そして、それは同時に今まで親しくしてくれていた友達や関係者、それらがたった一つの言葉を理由に遠ざかっていく。


それほどに、廃貴族という言葉には、強烈な重みがあった。




「…それからというもの、彼女は必死でした。廃貴族じゃない、まだ貴族としての家柄は残っている、と言って自分の力を周りに示そうとするようになりました」

そう言ってカルデラは今も必死に戦うカフォンの姿を見つめる。


「おそらく、トオルに突っかかってきているのも、それが理由だと思うんです」
「……なるほど。弱いものを倒して力を示す。まぁ、横暴な貴族としてなら、わかりやすい力の示し方じゃな」

ファーストがそう言ったように、そのやり方はどの世界でも活用されているやり方だった。
ーーーーー現にそれはまさに、つい先日まで学園に在中していたカリオカと同じやり方だった。

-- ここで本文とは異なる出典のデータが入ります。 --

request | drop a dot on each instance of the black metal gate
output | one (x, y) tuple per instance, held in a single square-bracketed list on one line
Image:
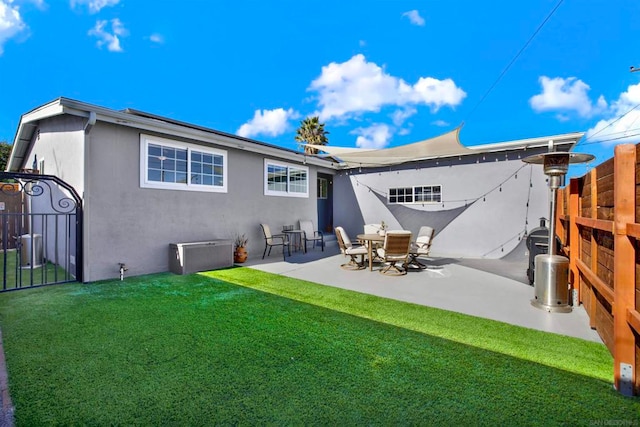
[(41, 231)]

しかし、そうせずにはいられないほどに、カフォンの心は追い詰められていた…、





「しかし、そんな相手によく小僧は向き合おうと思ったのう」
「…………」


ファーストの言葉を聞きながら、カルデラは顔を伏せる。
そして、彼女は数時間前。
神宿と話していた内容について、一人
思い出しいていた。








待ち合わせをしていた場所で、カルデラはカフォンについての事情をそのまま神宿に全部話していた。

「……そうか」

そして、神宿は静かにその話を聞いた後、大きな溜め息を吐き、



「なら、尚更負けるわけにはいかないな」
「え?」



思いがけないその言葉に、一番に驚いた声を上げたのはカルデラだった。


「トオル、それって…」
「何、そういう力の示し方をする奴は、大抵ロクでもない奴になっちまうからな」


頭をかきながら、そう答えた神宿はカルデラに礼を言いつつその場を後にしようとする。
だが、対するカルデラは、


「と、トオルは!」
「ん?」
「………カフォンを、どうするつもりなんでですか?」


先の見えない結末に、不安を抱くカルデラ。
そんな彼女に神宿は、優しげな笑みを浮かべながら、

「そんなの、決まってるだろ?」
「…え?」


神宿は、


「ーーーーーアイツとの試合で、カフォンが廃貴族じゃない、って事を他の奴らに見せつけてやるだけさ」



そう当たり前の答えを口にするのだった。